Why using Edge Worker?¶
Apache Airflow implements a distributed execution architecture. The Airflow scheduler is responsible for scheduling tasks and sending them to the workers. The workers are responsible for executing the tasks. The Airflow scheduler and workers are typically deployed in the same data center.
Most popular execution options for distributed setups are based on the CeleryExecutor or KubernetesExecutor. The CeleryExecutor is a distributed task queue that allows you to run tasks in parallel across multiple workers. These workers are connected via a task queue, typically using Redis or RabbitMQ. The KubernetesExecutor is a cloud-native execution option that allows you to run tasks in Kubernetes Pods. The KubernetesExecutor is a great option for organizations that are already using Kubernetes for their infrastructure. It allows you to take advantage of the scalability and flexibility of Kubernetes to run your Airflow tasks. However, it requires a Kubernetes cluster and a Kubernetes service account with the necessary permissions to create and manage Pods.

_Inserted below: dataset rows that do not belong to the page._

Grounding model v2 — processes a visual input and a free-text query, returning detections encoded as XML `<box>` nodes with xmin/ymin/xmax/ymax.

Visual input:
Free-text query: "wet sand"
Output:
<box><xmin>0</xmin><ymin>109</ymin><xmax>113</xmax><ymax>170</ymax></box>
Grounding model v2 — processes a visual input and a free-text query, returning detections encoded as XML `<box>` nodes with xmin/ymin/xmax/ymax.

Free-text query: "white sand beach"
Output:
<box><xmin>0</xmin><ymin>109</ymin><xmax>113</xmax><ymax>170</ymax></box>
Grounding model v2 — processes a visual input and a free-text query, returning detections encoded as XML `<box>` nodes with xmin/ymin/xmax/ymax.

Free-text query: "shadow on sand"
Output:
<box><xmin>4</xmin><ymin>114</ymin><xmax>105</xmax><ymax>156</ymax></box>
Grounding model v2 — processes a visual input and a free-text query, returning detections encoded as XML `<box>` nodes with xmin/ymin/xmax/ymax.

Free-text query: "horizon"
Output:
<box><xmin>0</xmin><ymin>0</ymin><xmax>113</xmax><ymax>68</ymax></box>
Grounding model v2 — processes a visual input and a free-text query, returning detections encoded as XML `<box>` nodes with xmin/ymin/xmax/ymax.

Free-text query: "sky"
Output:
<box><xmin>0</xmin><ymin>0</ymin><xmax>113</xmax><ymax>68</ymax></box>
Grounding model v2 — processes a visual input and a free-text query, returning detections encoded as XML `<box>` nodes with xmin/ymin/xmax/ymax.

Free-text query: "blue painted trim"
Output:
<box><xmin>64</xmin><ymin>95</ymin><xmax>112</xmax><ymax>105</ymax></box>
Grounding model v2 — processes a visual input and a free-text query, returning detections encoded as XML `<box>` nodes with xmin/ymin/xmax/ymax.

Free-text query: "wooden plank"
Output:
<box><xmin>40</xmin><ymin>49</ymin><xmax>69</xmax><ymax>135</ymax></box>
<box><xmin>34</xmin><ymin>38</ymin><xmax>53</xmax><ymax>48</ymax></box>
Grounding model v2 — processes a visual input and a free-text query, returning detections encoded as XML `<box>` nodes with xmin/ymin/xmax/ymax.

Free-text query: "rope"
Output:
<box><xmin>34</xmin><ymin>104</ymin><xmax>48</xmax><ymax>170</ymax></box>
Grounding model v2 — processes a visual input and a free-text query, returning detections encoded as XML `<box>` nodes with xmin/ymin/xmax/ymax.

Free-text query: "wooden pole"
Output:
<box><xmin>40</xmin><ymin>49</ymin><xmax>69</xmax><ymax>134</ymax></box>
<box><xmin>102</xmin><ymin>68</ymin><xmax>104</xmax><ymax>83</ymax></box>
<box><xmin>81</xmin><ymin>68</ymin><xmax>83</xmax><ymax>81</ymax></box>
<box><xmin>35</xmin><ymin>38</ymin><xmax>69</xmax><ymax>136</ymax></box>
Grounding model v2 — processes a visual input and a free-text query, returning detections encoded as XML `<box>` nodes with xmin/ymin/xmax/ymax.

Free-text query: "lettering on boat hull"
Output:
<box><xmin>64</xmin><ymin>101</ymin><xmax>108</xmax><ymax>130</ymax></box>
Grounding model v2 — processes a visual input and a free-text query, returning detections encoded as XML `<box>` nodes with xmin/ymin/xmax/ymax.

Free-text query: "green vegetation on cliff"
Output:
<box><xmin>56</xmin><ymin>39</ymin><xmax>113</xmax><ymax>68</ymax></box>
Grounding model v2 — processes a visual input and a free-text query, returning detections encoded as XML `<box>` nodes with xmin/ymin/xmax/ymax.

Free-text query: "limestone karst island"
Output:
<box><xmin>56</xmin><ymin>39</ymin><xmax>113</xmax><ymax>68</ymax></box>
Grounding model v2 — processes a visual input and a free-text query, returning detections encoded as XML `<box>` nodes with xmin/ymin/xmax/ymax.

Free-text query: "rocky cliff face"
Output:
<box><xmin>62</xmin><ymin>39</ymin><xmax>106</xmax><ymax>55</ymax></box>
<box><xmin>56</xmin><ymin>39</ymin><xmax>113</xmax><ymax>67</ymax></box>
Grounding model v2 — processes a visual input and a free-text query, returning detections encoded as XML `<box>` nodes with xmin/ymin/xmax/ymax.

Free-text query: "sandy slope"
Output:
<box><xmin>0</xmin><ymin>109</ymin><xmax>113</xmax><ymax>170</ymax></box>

The Edge Worker is a execution option that allows you to run Airflow tasks on edge devices. The Edge Worker is designed to be lightweight and easy to deploy. It allows you to run Airflow tasks on machines that are not part of your main data center, e.g. edge servers. This is especially useful when deployments need to cross multiple data centers or security perimeters like firewalls. For Celery for example a stable TCP connection is required between the task queue (e.g. Redis) and the workers which can be hard to operate on wide-area networks. To run Kubernetes Pods the scheduler needs access to API endpoints of the Kubernetes cluster which is not always possible in edge deployments. Alternatively sometimes it is possible to execute work on the edge devices via SSHOperator but this requires also a direct and stable TCP connection to the edge devices.
Target of the Edge Worker is to have a lean setup that allows task execution on edge devices with only (outbound) HTTPS access. Edge Workers will be able connect, pull and execute tasks with a simple deployment.